無限に近い星々を内包し、白と黒と灰の光で渦を作るそれは、まさしく彼方に浮かぶ『銀河』であり、
「銀河相殺」
青年の言葉に合わせ、ガーディア・ガルフを挟む。否、両者のあいだに飲み込んでいく。
「そういえば自己紹介がまだだったね」
それにより生まれる極限の光を僅かに目を細めながら見つめ、彼は告げるのだ。
「我が名はフォーカス――――ゴットエンド・フォーカス。義母イグドラシル・フォーカスが千年という時を経て見つけた君の後継者。つまり――――――現代に生まれた新たなる『果て越え』だ」
これほど大規模な事をしたにもかかわらず、息切れ一つせず。
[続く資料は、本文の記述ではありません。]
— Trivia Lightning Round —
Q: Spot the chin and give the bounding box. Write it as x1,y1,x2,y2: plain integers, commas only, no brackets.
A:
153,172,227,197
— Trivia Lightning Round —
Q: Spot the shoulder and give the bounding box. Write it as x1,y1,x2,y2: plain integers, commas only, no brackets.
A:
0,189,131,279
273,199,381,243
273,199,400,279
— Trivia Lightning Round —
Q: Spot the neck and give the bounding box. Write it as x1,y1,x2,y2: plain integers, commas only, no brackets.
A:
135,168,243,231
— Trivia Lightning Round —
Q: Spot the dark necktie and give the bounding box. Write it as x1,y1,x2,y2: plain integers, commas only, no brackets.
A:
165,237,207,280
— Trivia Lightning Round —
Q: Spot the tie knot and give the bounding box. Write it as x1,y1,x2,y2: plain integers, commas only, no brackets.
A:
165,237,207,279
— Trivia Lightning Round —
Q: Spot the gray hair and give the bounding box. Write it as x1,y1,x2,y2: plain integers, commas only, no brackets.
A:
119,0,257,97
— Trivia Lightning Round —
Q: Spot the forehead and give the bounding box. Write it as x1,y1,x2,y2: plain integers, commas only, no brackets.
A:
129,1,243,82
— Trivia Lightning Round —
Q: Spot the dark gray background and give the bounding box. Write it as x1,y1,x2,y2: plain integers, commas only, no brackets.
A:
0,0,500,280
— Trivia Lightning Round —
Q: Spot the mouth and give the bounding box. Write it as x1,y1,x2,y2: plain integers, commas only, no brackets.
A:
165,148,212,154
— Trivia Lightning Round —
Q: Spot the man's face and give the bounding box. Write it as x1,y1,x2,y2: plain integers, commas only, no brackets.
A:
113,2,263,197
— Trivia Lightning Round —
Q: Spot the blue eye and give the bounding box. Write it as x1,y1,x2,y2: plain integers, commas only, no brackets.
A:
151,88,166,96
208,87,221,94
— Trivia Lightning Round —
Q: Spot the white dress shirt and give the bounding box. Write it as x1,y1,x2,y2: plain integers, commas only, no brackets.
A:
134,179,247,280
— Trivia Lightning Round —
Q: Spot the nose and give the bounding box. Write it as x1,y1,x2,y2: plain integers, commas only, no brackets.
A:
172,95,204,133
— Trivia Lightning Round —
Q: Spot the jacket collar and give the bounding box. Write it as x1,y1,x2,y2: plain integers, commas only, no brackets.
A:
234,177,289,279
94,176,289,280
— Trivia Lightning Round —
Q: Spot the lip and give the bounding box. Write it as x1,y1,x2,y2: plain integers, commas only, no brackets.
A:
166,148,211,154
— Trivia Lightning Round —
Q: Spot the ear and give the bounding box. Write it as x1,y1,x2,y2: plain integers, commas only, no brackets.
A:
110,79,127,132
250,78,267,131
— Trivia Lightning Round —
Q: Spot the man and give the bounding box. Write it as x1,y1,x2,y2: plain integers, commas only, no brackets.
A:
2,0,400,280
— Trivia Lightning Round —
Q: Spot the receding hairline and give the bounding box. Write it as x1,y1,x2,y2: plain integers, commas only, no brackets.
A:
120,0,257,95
粒子の枯渇など全く感じさせず。
己が真名を。
至った領域に名を。
ここまでご閲覧いただきありがとうございます。
作者の宮田幸司です。
メンテナンスに引っかかってしまったので、本日は朝投稿です。
さてついにお披露目となるクソメガネことゴットエンドの真価が発揮される回。
そして作者がクソメガネと呼ぶ理由の片鱗が見えたりもします。
今回の話を見て『そりゃ蒼野達でも勝てないわな』とでも思っていただければ幸いです。
次回で詳しい説明がありますが、今回やったような事を顔色変えず連発できるというのが彼の強さなので、基本的にダメージレースをしてはいけないです。
他にも存在する彼の強い点。対するガーディアの対応策など、まだまだ見どころ目白押しな最強決戦。最後までぜひお付き合いください!
それではまた次回、ぜひごらんください!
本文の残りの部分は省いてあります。